WaitAll and SignalAndWait have a weird connection to the legacy COM architecture: these methods require that the caller be in a multithreaded apartment, the model least suitable for interoperability. The main thread of a WPF or Windows application, for example, is unable to interact with the clipboard in this mode. We’ll discuss alternatives shortly.

WaitHandle.WaitAny waits for any one of an array of wait handles; WaitHandle.WaitAll waits on all of the given handles, atomically. This means that if you wait on two AutoResetEvents:

WaitAny will never end up “latching” both events.
WaitAll will never end up “latching” only one event.

SignalAndWait calls Set on one WaitHandle, and then calls WaitOne on another WaitHandle. The atomicity guarantee is that after signaling the first handle, it will jump to the head of the queue in waiting on the second handle: you can think of it as “swapping” one signal for another. You can use this method on a pair of EventWaitHandles to set up two threads to rendezvous or “meet” at the same point in time. Either AutoResetEvent or ManualResetEvent will do the trick.
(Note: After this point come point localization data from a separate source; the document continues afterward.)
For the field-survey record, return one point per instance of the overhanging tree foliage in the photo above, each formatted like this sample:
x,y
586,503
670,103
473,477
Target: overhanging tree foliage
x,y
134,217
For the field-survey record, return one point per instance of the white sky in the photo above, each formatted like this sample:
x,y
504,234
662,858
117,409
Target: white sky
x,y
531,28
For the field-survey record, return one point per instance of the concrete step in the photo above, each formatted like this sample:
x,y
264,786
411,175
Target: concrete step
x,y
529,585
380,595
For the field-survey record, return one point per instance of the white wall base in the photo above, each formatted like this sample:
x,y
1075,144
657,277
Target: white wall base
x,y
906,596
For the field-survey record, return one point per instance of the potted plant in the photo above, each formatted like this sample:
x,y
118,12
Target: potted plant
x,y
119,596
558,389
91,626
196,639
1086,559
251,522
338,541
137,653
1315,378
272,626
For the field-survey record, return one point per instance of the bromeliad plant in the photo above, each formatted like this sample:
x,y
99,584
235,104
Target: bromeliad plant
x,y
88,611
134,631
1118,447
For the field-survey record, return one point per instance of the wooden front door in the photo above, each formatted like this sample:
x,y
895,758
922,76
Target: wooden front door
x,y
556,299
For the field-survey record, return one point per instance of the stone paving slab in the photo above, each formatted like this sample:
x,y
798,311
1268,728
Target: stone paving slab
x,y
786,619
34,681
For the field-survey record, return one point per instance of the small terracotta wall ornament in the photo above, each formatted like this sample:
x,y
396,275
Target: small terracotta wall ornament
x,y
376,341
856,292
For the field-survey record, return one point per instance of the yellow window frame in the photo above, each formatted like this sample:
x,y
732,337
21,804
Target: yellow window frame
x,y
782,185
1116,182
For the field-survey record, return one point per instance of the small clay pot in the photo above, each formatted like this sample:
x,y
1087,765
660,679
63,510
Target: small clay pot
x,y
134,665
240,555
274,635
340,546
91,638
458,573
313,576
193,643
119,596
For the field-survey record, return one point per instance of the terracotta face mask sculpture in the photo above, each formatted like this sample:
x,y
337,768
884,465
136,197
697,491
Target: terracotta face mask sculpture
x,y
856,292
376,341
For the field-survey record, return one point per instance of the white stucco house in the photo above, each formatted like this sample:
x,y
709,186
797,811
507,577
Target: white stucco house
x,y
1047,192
The first thread executes the following:

WaitHandle.SignalAndWait (wh1, wh2);

whereas the second thread does the opposite:

WaitHandle.SignalAndWait (wh2, wh1);

Alternatives to WaitAll and SignalAndWait

WaitAll and SignalAndWait won’t run in a single-threaded apartment. Fortunately, there are alternatives. In the case of SignalAndWait, it’s rare that you need its atomicity guarantee: in our rendezvous example, for instance, you could simply call Set on the first wait handle, and then WaitOne on the other. In The Barrier Class, we’ll explore yet another option for implementing a thread rendezvous.

In the case of WaitAll, an alternative in some situations is to use the Parallel class’s Invoke method, which we’ll cover in the following chapter. (In that chapter we’ll also cover Tasks and continuations, and see how TaskFactory’s ContinueWhenAny provides an alternative to WaitAny.)

In all other scenarios, the answer is to take the low-level approach that solves all signaling problems: Wait and Pulse.

Signaling with Wait and Pulse

The Monitor class provides a low-level signaling construct via the static methods Wait and Pulse (and PulseAll). The principle is that you write the signaling logic yourself using custom flags and fields (enclosed in lock statements), and then introduce Wait and Pulse commands to prevent spinning. With just these methods and the lock statement, you can achieve the functionality of AutoResetEvent, ManualResetEvent, and Semaphore, as well as (with some caveats) WaitHandle’s static methods WaitAll and WaitAny. Furthermore, Wait and Pulse can be amenable in situations where all of the wait handles are parsimoniously challenged.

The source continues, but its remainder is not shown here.